According to the Fluid Sealing Association (FSA,) incorrect tightness is the leading reason gasketed joints fail. This can be prevented by following good bolting practice.


After installing a new gasket or seal it’s essential to tighten the fasteners with a torque wrench that’s been recently calibrated. Without this it’s impossible to know if the joint has been tightened to the required level.

Friction between the nut, washers, flange faces and thread increases the torque measured at the wrench, possibly resulting in insufficient clamping force being applied to the gasket. Avoid this by applying a thin, uniform coating of high quality lubricant to the underside of bolt heads, nuts and washers and the thread itself.

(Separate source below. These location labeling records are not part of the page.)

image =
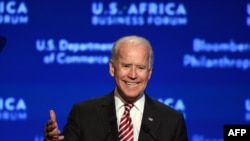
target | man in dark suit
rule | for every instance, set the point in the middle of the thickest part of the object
(127, 113)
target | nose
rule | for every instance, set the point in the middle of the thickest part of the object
(132, 73)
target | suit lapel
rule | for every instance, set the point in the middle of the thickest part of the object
(150, 122)
(107, 116)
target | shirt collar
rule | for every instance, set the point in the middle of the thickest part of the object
(138, 104)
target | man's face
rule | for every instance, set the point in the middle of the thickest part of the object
(131, 70)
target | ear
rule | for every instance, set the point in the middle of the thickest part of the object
(111, 68)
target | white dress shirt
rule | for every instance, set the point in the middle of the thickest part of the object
(136, 112)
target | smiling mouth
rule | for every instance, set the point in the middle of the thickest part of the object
(132, 84)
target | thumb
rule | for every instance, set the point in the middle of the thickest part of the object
(52, 115)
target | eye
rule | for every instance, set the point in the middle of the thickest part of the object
(125, 65)
(142, 67)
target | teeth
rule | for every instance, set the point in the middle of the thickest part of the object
(131, 84)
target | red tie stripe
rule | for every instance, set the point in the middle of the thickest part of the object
(126, 126)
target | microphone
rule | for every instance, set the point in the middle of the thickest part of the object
(112, 123)
(2, 42)
(148, 130)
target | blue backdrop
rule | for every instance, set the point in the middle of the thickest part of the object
(57, 53)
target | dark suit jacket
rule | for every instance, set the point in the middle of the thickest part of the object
(95, 120)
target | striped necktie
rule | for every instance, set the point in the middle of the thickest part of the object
(126, 126)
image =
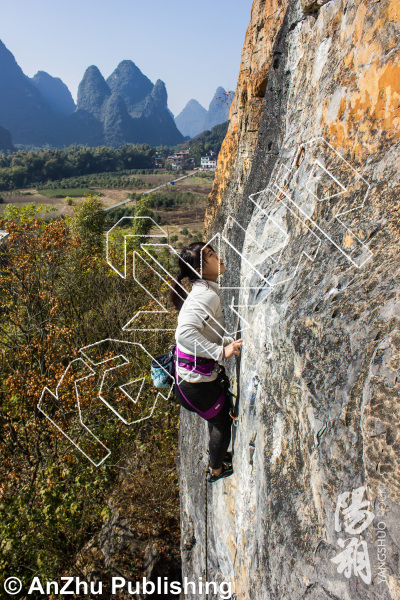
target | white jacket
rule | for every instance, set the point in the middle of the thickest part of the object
(201, 328)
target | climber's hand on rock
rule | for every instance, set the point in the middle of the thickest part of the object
(233, 349)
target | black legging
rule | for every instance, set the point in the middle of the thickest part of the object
(203, 395)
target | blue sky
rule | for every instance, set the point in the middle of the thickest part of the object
(193, 46)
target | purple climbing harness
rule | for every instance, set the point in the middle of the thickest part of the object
(206, 368)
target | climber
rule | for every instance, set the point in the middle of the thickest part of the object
(200, 344)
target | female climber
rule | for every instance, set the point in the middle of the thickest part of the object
(200, 344)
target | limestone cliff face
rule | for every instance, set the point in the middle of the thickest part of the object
(307, 195)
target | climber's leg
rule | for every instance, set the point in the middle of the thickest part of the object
(219, 428)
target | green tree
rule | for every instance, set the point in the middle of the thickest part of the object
(88, 221)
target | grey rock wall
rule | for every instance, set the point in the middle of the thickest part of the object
(317, 230)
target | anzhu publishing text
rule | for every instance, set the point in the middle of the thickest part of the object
(74, 585)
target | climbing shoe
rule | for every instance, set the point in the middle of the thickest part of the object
(226, 471)
(227, 460)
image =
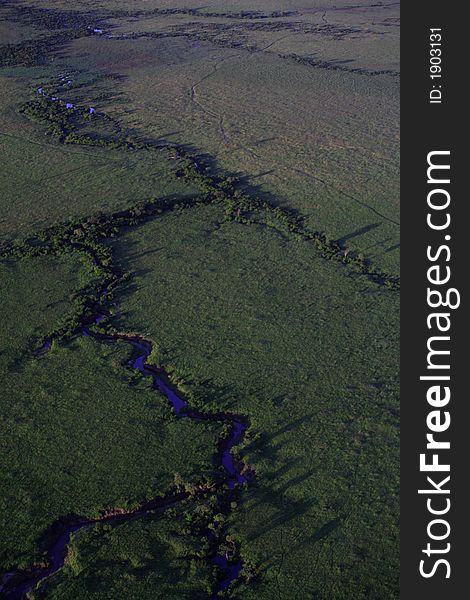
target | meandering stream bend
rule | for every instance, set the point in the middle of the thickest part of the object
(16, 585)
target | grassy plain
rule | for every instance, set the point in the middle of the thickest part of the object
(81, 434)
(310, 354)
(43, 182)
(319, 140)
(149, 559)
(252, 318)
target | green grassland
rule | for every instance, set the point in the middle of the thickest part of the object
(309, 352)
(80, 433)
(43, 183)
(254, 311)
(152, 558)
(319, 140)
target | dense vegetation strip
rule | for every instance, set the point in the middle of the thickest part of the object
(66, 124)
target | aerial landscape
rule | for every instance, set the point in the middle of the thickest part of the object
(199, 299)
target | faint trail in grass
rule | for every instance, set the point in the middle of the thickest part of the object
(345, 194)
(193, 96)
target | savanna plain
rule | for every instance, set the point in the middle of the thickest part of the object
(199, 291)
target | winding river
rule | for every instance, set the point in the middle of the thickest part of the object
(17, 584)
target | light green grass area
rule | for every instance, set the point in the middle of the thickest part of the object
(80, 433)
(323, 142)
(43, 182)
(250, 317)
(258, 323)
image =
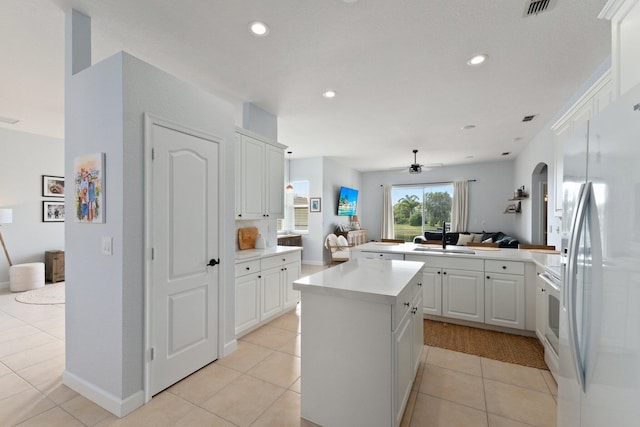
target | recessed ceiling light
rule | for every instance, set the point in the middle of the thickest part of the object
(477, 59)
(259, 29)
(8, 120)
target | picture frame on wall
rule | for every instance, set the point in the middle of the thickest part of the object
(53, 211)
(52, 186)
(315, 204)
(89, 190)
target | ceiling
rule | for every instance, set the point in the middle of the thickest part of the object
(398, 67)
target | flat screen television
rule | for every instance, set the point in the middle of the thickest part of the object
(347, 201)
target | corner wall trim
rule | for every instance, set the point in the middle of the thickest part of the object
(230, 347)
(108, 401)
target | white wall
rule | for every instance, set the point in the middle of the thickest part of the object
(310, 169)
(334, 176)
(25, 158)
(105, 304)
(487, 196)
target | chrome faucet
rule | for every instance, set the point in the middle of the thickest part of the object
(444, 235)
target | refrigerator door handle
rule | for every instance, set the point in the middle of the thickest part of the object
(574, 339)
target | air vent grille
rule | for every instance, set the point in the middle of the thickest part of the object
(534, 7)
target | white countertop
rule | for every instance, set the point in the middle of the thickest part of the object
(370, 280)
(248, 254)
(506, 254)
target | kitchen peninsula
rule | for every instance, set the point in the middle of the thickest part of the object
(477, 286)
(361, 343)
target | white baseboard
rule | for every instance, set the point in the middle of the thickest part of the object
(230, 347)
(111, 403)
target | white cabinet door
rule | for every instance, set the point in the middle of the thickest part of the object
(247, 302)
(418, 332)
(403, 364)
(274, 182)
(271, 292)
(463, 294)
(253, 173)
(432, 290)
(291, 273)
(504, 300)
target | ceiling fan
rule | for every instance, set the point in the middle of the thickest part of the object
(415, 167)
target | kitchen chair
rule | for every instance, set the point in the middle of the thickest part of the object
(338, 248)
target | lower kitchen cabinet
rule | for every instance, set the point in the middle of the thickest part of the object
(432, 291)
(463, 294)
(504, 300)
(264, 289)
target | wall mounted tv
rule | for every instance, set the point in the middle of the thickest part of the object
(347, 201)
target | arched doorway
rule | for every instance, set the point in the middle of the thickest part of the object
(539, 202)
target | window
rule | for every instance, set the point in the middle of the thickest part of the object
(420, 208)
(296, 208)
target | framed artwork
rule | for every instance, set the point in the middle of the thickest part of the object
(52, 186)
(52, 211)
(89, 190)
(314, 204)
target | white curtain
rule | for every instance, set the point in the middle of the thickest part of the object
(387, 214)
(460, 209)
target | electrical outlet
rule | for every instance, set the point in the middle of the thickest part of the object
(107, 246)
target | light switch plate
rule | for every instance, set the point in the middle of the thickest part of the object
(107, 246)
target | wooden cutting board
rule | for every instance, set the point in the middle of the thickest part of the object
(247, 237)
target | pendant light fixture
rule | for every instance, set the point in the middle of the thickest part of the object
(289, 187)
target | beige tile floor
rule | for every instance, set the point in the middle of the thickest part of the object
(258, 385)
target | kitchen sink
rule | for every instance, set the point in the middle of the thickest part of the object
(445, 251)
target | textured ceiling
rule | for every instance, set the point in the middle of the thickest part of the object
(398, 67)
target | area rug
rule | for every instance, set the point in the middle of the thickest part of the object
(49, 294)
(517, 349)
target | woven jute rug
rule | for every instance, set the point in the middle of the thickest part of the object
(49, 294)
(517, 349)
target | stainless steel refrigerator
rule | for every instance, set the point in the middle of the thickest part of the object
(599, 343)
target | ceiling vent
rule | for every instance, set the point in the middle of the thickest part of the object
(534, 7)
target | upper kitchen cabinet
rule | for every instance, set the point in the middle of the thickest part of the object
(592, 102)
(259, 177)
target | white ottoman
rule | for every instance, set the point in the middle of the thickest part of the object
(24, 277)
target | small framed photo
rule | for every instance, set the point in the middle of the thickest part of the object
(52, 211)
(52, 186)
(315, 204)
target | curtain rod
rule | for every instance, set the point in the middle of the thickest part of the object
(426, 183)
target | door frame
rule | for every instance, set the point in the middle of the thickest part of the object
(149, 121)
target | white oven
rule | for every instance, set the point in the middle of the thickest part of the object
(552, 286)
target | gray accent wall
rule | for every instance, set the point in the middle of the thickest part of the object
(105, 294)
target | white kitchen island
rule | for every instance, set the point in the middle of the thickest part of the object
(362, 339)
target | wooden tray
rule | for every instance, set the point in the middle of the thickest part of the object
(247, 237)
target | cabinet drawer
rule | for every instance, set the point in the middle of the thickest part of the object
(382, 255)
(458, 263)
(509, 267)
(278, 260)
(247, 267)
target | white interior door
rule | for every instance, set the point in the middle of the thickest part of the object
(185, 237)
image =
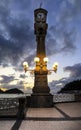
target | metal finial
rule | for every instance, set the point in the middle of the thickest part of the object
(40, 4)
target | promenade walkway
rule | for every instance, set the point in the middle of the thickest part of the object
(63, 116)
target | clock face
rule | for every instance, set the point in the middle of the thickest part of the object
(40, 17)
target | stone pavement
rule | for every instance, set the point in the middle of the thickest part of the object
(63, 116)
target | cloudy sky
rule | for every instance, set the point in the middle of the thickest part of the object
(18, 42)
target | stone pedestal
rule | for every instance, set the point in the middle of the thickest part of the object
(41, 100)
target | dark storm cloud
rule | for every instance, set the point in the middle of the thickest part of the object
(7, 79)
(59, 40)
(16, 34)
(75, 70)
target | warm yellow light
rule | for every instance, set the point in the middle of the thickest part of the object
(36, 59)
(25, 64)
(55, 67)
(55, 64)
(45, 59)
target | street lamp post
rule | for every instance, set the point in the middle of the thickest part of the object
(41, 96)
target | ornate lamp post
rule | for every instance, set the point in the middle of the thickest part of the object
(41, 96)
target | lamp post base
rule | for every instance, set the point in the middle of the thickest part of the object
(41, 100)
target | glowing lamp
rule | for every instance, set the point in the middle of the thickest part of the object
(45, 59)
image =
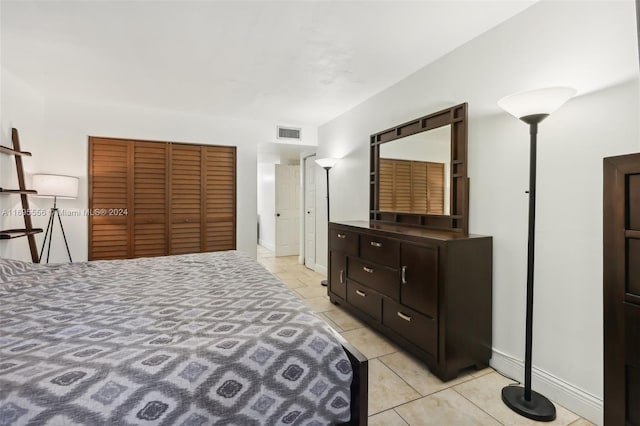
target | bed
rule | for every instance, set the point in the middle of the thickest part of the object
(198, 339)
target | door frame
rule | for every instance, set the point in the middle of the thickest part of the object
(303, 220)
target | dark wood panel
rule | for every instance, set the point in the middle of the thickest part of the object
(365, 299)
(419, 278)
(620, 283)
(380, 278)
(417, 328)
(633, 266)
(344, 241)
(338, 274)
(633, 395)
(634, 201)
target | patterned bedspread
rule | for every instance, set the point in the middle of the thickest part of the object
(194, 340)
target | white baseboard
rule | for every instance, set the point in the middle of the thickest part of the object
(268, 246)
(320, 269)
(569, 396)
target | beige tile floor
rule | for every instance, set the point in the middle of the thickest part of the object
(402, 391)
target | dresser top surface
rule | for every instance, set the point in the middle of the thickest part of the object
(409, 230)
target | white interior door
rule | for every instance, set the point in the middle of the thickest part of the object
(310, 212)
(287, 210)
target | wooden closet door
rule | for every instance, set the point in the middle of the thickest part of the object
(186, 201)
(109, 187)
(220, 198)
(622, 290)
(150, 188)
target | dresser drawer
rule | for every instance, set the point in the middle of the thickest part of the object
(344, 241)
(380, 278)
(416, 328)
(380, 250)
(366, 300)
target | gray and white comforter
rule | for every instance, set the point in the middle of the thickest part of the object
(193, 340)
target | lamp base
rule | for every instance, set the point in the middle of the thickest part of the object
(539, 408)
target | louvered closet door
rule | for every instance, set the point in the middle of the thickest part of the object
(109, 182)
(186, 199)
(150, 186)
(220, 200)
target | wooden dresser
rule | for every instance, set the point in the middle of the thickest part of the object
(428, 291)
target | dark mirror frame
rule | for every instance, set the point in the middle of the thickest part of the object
(458, 219)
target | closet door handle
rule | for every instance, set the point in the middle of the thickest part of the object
(404, 317)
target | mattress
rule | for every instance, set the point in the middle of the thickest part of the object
(199, 339)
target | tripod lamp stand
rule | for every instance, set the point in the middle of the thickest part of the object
(54, 186)
(532, 107)
(326, 164)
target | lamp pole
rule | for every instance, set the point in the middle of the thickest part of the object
(532, 107)
(324, 283)
(327, 164)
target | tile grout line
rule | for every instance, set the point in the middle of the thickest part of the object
(480, 408)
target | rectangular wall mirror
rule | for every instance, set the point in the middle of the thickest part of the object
(419, 172)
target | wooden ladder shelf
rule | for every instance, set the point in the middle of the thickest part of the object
(28, 231)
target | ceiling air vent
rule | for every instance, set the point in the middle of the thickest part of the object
(290, 133)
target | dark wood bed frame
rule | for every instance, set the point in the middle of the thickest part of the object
(359, 384)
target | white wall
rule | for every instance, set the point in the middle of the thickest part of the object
(267, 204)
(21, 107)
(57, 132)
(588, 45)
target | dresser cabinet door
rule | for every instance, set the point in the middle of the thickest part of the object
(338, 274)
(419, 278)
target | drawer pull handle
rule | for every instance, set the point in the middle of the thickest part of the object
(404, 317)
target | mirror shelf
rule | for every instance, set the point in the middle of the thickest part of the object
(448, 209)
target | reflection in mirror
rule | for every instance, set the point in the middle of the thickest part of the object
(415, 173)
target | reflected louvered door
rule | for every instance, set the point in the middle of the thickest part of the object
(109, 186)
(385, 185)
(402, 189)
(435, 188)
(150, 186)
(419, 195)
(186, 199)
(220, 200)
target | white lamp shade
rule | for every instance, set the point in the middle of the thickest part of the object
(55, 186)
(539, 101)
(326, 162)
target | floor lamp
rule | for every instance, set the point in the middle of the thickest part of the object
(327, 164)
(54, 186)
(532, 107)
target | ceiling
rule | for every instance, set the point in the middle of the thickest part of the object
(296, 62)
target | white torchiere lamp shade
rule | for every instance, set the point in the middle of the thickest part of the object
(326, 163)
(58, 186)
(536, 102)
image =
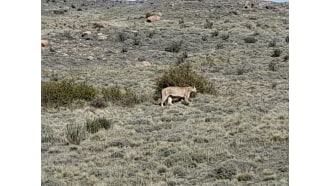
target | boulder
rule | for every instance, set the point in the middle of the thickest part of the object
(153, 18)
(44, 43)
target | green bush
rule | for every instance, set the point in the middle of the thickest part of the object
(65, 92)
(174, 47)
(208, 24)
(121, 96)
(244, 177)
(99, 103)
(95, 125)
(224, 36)
(182, 76)
(75, 133)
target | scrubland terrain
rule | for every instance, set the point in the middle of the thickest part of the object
(239, 136)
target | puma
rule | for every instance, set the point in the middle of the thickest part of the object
(169, 92)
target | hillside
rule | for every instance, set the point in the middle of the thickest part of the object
(240, 136)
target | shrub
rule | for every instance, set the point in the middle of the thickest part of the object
(75, 133)
(183, 75)
(174, 47)
(250, 39)
(208, 24)
(99, 103)
(214, 34)
(65, 92)
(181, 21)
(119, 96)
(181, 58)
(272, 43)
(148, 14)
(244, 177)
(273, 66)
(225, 172)
(287, 39)
(122, 36)
(95, 125)
(286, 58)
(225, 36)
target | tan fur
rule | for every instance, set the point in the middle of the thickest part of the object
(176, 92)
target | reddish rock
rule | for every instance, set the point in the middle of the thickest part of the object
(153, 18)
(44, 43)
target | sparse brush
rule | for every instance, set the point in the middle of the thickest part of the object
(174, 47)
(208, 24)
(65, 92)
(244, 177)
(225, 36)
(121, 96)
(214, 34)
(272, 43)
(75, 133)
(183, 75)
(276, 53)
(181, 21)
(148, 14)
(179, 171)
(287, 39)
(225, 171)
(181, 58)
(273, 66)
(99, 103)
(250, 39)
(95, 125)
(122, 36)
(47, 134)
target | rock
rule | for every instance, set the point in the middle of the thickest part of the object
(59, 11)
(153, 18)
(44, 43)
(102, 37)
(86, 33)
(143, 64)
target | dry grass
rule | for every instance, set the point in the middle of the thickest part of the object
(237, 137)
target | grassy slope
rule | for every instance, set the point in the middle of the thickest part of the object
(244, 129)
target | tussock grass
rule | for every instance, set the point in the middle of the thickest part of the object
(54, 94)
(95, 125)
(183, 75)
(75, 133)
(121, 96)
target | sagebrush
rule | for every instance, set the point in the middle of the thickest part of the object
(65, 92)
(183, 76)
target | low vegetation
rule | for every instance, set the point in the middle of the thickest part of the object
(183, 76)
(95, 125)
(123, 96)
(54, 94)
(113, 132)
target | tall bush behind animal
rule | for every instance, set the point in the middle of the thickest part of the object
(183, 76)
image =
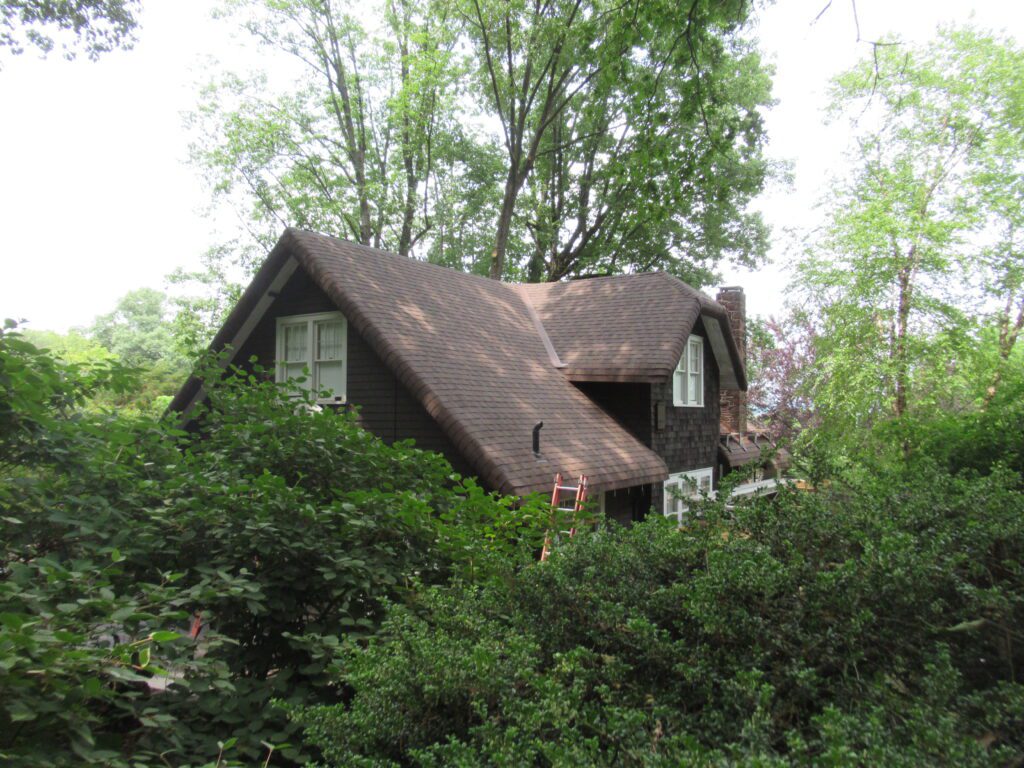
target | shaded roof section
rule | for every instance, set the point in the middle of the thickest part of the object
(631, 327)
(738, 450)
(470, 350)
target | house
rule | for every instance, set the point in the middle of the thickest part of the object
(625, 373)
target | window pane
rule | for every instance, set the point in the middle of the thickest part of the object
(296, 338)
(331, 376)
(330, 340)
(297, 371)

Take care to keep it off the gasket.

Tightening sequence

The gasket must be compressed uniformly to avoid material displacement. It’s also important to avoid deforming the flange faces. There are two aspects to consider: the bolt pattern and the tightening sequence.

Bolt pattern

To bring the joint together, fasteners should be tightened in opposite pairs. Start at 12 o’clock and then move to 6 o’clock. Then halve the angle between them, moving to the 3 and 9 o’clock pair. Halve the angle again, going to the pair closest to 1:30 and 7:30. Keep repeating until every bolt has been tightened.

Tightening sequence

  1. Following the pattern described above, insert the bolts and run up the nuts by hand.
  2. Set the torque wrench to 30% of full torque and, using the pattern, tighten each fastener.
  3. Repeat with the torque wrench at 60%.
  4. Repeat again with the torque wrench at 100%.
  5. Make a final pass, this time in a circumferential direction, ensuring each fastener is at the required torque.

Do the job once

Replacing gaskets and seals can be expensive, so whenever joints are made in pipes and ducting it’s important to ensure they don’t leak. One factor in achieving a good joint is to follow good bolting practice. Control the torque applied, the bolting pattern and the tightening sequence to avoid leaks.